С обрывистого берега бухты русские молча наблюдали за панической свалкой. Они не сожгли ни одного боевого патрона, их штык-ножи праздно покоились в ножнах, - а дело свое сделали хорошо.

В бухте с лодок и катеров высадились четыре взвода индийских морских пехотинцев. В задачу индусов входило разъединение противоборствующих батальонов, и они, встав заслонами на бывшей «линии фронта», спешно продвинулись до западного побережья.

Русские возвращались к подошве большой высоты. Солдаты роптали.

- Готовились, готовились, думали – схлестнемся как следует, а они, идолы…

- На пятки намазали смазки и драпают до Аляски!

- Сила солому ломит!

- Да, братья-славяне, американец не воевать - стращать лишь умеет.

- Где ихние Рокки и Рэмбо?

- Там же, где все их герои – в кине!

  

                                                       7

 

Итоги дела на острове Дымный оказались для американцев катастрофическими.

Посредники вывели условные потери сторон. У американцев они составили семьсот тридцать восемь человек убитыми и ранеными, семьдесят семь пленными. В число пленных попали командир батальона полковник Миллер, майор и семь младших офицеров. Русскими были захвачены: вся бронетехника и артиллерия, большая часть легкого вооружения, разные запасы (включая тюк с гигиеническими пакетами), штабные документы  и знамя американского батальона. С поля боя удалось уйти части правофланговой четвертой роты, а также многим артиллеристам общим числом сто девяносто бойцов.
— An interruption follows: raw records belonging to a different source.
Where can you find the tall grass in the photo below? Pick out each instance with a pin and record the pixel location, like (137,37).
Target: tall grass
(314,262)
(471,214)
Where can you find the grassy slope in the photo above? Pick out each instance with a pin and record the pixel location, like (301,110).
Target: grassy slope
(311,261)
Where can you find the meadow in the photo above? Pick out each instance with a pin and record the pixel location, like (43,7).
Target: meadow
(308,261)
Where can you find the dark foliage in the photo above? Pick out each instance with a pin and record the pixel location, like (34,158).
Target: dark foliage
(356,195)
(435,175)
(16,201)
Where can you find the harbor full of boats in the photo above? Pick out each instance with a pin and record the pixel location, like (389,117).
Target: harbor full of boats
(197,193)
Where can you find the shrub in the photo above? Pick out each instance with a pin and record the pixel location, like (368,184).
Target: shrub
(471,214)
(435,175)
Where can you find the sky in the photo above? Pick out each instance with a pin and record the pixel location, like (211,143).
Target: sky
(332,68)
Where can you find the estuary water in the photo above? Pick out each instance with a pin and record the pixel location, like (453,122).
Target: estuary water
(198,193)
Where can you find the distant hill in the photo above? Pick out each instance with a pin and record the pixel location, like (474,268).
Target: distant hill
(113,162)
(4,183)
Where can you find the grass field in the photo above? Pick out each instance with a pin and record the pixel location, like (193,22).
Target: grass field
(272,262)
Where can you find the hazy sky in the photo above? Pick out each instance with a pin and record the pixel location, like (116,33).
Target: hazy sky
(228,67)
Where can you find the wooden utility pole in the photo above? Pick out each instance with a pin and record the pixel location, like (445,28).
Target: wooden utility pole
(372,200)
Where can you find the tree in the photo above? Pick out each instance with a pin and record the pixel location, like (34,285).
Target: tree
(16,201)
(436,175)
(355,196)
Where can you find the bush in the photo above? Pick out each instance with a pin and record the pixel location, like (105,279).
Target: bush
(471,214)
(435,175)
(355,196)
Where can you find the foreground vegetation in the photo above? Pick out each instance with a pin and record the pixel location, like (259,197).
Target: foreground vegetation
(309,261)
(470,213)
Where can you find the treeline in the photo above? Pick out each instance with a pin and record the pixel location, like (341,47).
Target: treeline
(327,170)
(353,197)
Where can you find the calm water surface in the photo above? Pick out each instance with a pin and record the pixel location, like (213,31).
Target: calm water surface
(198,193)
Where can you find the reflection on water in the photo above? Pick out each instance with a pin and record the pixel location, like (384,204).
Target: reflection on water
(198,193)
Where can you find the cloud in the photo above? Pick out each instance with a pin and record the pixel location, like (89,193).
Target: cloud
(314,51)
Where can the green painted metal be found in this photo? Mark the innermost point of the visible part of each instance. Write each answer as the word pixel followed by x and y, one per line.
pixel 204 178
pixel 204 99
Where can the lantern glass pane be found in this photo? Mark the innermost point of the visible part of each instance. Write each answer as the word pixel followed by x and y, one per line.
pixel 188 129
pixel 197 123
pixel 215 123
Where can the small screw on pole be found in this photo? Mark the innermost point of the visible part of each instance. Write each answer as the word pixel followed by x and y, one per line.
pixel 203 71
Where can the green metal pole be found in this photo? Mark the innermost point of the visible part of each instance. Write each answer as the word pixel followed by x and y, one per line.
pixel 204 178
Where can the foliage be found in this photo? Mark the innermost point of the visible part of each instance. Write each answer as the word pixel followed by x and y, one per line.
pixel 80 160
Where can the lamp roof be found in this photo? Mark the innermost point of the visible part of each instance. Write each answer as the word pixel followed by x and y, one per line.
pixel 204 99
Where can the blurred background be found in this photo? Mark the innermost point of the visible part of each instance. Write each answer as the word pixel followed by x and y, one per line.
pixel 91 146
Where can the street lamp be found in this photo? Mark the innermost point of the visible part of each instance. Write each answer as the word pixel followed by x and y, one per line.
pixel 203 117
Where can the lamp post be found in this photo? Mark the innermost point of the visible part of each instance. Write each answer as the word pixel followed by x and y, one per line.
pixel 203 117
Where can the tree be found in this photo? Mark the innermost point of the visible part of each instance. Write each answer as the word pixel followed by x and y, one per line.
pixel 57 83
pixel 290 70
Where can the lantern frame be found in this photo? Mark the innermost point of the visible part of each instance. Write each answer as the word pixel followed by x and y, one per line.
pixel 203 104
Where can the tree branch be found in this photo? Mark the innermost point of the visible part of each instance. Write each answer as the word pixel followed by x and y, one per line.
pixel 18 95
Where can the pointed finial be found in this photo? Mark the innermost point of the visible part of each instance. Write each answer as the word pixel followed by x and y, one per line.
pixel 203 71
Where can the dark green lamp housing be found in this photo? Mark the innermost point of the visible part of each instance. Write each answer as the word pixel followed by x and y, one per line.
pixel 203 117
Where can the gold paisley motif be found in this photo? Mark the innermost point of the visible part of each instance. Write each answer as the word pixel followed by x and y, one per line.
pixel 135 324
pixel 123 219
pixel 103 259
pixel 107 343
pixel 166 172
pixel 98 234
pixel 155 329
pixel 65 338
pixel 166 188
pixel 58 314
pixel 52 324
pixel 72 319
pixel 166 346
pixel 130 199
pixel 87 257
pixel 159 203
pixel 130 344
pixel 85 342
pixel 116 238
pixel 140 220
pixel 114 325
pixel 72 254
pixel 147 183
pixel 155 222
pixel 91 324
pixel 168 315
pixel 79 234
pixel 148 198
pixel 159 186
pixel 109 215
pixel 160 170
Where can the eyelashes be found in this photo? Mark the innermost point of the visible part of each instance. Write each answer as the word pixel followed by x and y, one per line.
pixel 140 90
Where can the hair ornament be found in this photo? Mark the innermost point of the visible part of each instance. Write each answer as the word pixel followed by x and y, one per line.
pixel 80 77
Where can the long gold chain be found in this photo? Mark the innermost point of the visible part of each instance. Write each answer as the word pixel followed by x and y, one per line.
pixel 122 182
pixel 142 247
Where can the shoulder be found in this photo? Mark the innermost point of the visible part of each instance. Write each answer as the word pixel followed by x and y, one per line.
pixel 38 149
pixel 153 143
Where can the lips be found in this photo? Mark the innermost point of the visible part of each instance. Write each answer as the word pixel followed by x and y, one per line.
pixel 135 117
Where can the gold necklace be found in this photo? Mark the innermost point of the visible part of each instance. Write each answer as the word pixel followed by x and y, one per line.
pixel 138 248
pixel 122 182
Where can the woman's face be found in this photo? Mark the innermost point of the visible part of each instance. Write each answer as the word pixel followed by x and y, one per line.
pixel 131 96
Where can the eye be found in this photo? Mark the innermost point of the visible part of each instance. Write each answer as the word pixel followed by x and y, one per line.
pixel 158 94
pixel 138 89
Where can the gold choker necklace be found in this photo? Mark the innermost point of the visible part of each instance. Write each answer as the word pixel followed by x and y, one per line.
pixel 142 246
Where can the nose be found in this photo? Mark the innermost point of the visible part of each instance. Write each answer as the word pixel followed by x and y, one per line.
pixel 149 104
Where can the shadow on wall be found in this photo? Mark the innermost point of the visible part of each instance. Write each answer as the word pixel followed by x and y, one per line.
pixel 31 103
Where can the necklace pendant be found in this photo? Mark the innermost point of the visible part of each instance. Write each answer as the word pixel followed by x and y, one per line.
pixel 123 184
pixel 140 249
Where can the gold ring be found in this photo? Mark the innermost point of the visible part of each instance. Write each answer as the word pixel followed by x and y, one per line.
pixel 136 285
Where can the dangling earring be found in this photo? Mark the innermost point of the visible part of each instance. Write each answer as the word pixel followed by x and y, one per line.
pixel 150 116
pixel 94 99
Были и другие потери, известные многим. Один русский десантник получил легкое пулевое ранение в руку, еще двоих покарябало камнями, прилетевшими рикошетом от пулеметных очередей. Среди американцев от панической давки на берегу и рукопашной борьбы более двух дюжин получили серьезные ушибы, вывихи, переломы. Последняя, пятая американская валькирия во время общего бегства к морю сверзилась с прибрежного обрыва, сломала палец.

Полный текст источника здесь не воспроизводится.